As a recap, here is the model:
|BCS versus non-BCS||1 – 9||Favorite|
|BCS versus non-BCS||9 –15||Underdog|
|BCS versus non-BCS||18-27||Favorite|
|BCS versus non-BCS||>27||Underdog|
|BCS versus BCS||1-3||Favorite|
|BCS versus BCS||3–12||Underdog|
|BCS versus BCS||12-24||Favorite|
|BCS versus BCS||>24||Underdog|
Using this framework, I correctly selected 15 of the 27 applicable games for a 55.6% winning percentage. Considering the favorites won 50% of the games during the week I am definitely pleased with the improvement, especially the move from last to the middle of the standings. However, a lot of my competitors had a great week as well, so I did not gain any ground on the league leaders. Indeed, if the model was a good one I should have won over 80% of the games. There is definitely some needed improvement. As a data analyst consultant I strive for data-aided perfection, or as close to it as possible.
Where to go from here
The framework summarized in the table above is a structured way of using past data to make decisions. It is a model that uses historical data to make a prediction, however, it is an overly simplified approach that does not take into account the relative team strengths, team weaknesses and competitive nuances of each game. What I need is a more robust model that can quantify these as predictive indicators.
In order to develop an enhanced predictive model we need to define the objective or output. In this case I want to be able to predict the point spread for each game. Each college football game has dozens of variables that can affect the point spread. I like to think of it in terms of macro and micro: macro are those variables not related to actual performance of the teams and micro variables are related to the performance of the teams. We can construct this as follows:
point spread = f(macro) + f(micro)
So what are some macro indicators, things that neither team can control during a game but may impact the results? I am thinking home field advantage, weather, and time of day may be a good start. I also think schedule strength may be important so I want to look at that as well. Additionally, I would like to find a way to factor in wear and tear and change in competitiveness throughout the season. For example, as players suffer injuries and teams play more conference games with more similarly situated competition the point spreads may go down as the season progresses.
What about micro indicators? Well this is where it can get very tricky and may require a lot of training of the model, however, it can be summarized as the net of the strengths and weaknesses of each team.

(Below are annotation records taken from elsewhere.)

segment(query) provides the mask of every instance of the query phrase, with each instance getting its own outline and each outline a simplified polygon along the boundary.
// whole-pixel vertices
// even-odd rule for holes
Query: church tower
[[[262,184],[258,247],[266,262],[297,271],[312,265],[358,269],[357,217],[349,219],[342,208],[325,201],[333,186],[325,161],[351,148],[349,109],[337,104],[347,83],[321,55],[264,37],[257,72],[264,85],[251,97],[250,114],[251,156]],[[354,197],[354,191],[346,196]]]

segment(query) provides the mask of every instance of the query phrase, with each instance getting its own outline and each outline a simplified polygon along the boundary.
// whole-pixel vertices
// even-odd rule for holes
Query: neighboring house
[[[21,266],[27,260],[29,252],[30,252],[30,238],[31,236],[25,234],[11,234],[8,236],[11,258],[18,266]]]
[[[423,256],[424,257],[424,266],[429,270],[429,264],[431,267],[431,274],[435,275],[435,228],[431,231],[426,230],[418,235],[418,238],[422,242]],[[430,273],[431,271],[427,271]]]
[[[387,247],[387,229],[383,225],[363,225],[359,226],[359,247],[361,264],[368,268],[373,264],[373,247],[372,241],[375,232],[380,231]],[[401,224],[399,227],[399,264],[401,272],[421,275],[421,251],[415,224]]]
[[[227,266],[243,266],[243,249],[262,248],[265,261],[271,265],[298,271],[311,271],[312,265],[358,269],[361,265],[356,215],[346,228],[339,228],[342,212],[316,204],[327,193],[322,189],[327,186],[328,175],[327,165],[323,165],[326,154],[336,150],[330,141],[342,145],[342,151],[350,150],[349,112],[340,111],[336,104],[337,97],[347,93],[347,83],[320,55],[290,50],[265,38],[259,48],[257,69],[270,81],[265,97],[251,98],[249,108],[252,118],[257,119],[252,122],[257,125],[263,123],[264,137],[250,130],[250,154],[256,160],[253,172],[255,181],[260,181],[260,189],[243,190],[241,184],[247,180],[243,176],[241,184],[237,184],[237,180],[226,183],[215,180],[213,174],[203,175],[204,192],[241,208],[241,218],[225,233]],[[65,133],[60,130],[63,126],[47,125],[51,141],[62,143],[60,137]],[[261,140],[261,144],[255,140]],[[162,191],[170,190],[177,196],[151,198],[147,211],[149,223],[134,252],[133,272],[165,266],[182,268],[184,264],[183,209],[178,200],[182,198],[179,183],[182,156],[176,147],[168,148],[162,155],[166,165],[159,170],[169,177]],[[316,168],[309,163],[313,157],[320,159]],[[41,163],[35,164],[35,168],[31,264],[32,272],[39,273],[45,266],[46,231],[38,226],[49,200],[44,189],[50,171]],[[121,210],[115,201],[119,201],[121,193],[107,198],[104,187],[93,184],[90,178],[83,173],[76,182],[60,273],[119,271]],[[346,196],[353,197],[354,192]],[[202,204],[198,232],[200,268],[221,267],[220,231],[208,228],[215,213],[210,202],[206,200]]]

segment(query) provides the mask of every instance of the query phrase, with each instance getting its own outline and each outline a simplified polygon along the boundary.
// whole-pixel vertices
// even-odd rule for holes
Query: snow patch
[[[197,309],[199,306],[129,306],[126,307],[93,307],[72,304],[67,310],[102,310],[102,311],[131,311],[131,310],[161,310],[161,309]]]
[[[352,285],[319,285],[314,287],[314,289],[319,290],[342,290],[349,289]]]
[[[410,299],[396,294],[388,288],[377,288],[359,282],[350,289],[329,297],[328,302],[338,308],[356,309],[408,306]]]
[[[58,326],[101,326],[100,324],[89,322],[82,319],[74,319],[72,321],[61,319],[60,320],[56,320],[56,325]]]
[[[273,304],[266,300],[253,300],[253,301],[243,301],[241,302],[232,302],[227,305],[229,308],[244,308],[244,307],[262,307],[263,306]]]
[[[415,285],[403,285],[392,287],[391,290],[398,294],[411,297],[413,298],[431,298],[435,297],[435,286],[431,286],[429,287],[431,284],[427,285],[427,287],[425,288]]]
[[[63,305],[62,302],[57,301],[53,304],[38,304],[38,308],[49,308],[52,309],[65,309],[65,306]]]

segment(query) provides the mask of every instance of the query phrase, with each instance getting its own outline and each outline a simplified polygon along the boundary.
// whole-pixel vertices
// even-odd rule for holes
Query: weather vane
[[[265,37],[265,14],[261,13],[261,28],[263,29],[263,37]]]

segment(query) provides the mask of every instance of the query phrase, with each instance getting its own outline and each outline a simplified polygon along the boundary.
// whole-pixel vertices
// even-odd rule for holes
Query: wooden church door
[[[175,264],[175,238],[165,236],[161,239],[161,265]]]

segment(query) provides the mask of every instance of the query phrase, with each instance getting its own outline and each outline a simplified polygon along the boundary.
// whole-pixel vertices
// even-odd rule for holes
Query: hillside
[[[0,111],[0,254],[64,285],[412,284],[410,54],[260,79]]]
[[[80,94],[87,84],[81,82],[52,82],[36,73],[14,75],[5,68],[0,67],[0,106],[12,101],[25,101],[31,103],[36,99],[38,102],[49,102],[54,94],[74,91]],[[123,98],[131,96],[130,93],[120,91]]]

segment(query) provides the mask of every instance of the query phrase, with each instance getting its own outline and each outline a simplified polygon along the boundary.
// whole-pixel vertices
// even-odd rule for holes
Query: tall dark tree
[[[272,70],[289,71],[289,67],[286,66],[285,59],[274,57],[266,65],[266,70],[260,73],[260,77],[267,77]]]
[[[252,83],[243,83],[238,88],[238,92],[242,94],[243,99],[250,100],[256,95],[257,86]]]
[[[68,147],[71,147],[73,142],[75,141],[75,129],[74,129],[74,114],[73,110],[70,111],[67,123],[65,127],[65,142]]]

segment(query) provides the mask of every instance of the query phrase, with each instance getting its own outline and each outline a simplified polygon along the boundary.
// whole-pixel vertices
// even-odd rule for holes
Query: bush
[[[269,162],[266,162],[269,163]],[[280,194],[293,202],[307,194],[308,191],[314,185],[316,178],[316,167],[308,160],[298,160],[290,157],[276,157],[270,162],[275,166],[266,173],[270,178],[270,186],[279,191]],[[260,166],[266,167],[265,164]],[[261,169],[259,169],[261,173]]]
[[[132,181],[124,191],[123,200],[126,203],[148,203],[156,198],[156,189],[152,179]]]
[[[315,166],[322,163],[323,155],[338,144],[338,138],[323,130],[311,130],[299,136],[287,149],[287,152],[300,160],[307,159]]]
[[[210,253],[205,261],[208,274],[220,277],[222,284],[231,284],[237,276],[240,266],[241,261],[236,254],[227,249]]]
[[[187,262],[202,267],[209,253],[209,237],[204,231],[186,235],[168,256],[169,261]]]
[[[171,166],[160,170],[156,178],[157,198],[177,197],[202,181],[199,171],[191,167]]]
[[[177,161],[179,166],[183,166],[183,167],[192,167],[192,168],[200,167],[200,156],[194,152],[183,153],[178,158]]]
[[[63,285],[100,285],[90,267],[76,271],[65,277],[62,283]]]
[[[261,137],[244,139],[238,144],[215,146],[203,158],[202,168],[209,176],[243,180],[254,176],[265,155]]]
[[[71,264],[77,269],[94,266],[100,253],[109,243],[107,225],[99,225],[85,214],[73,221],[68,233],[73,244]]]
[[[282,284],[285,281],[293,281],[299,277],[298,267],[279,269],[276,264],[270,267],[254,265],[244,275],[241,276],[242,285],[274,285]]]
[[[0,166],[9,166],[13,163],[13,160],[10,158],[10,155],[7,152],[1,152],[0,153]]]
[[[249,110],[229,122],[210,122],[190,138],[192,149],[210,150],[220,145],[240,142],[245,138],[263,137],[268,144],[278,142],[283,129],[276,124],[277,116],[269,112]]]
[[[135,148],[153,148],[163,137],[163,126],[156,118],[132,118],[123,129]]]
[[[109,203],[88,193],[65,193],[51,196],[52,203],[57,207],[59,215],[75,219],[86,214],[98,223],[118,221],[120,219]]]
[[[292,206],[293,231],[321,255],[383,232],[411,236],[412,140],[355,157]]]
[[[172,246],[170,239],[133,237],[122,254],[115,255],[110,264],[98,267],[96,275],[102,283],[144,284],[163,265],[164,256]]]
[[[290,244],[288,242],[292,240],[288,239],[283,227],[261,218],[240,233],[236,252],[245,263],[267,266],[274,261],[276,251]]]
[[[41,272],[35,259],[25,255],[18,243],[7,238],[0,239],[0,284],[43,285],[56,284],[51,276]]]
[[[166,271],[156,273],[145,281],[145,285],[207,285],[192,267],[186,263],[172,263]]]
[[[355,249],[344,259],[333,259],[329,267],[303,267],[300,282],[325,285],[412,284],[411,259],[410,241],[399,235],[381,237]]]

The goal is to find a handful of offensive and/or defensive statistics that can be used to predict the scoring ability for each team. For example, the model will make a prediction that Texas will score x points based on their offensive/defensive performance to date. By subtracting the relative score of their opponent and netting against the macro factors for the game we will be able to offer a prediction of the point spread that we can compare to the line to make our picks.
Since time is running short before the deadline for my picks I will not be able to train a model for this week. I did stumble upon a college football data source that I will use for this analysis. With data going back several years I am hopeful that we can design a good model. Time will tell.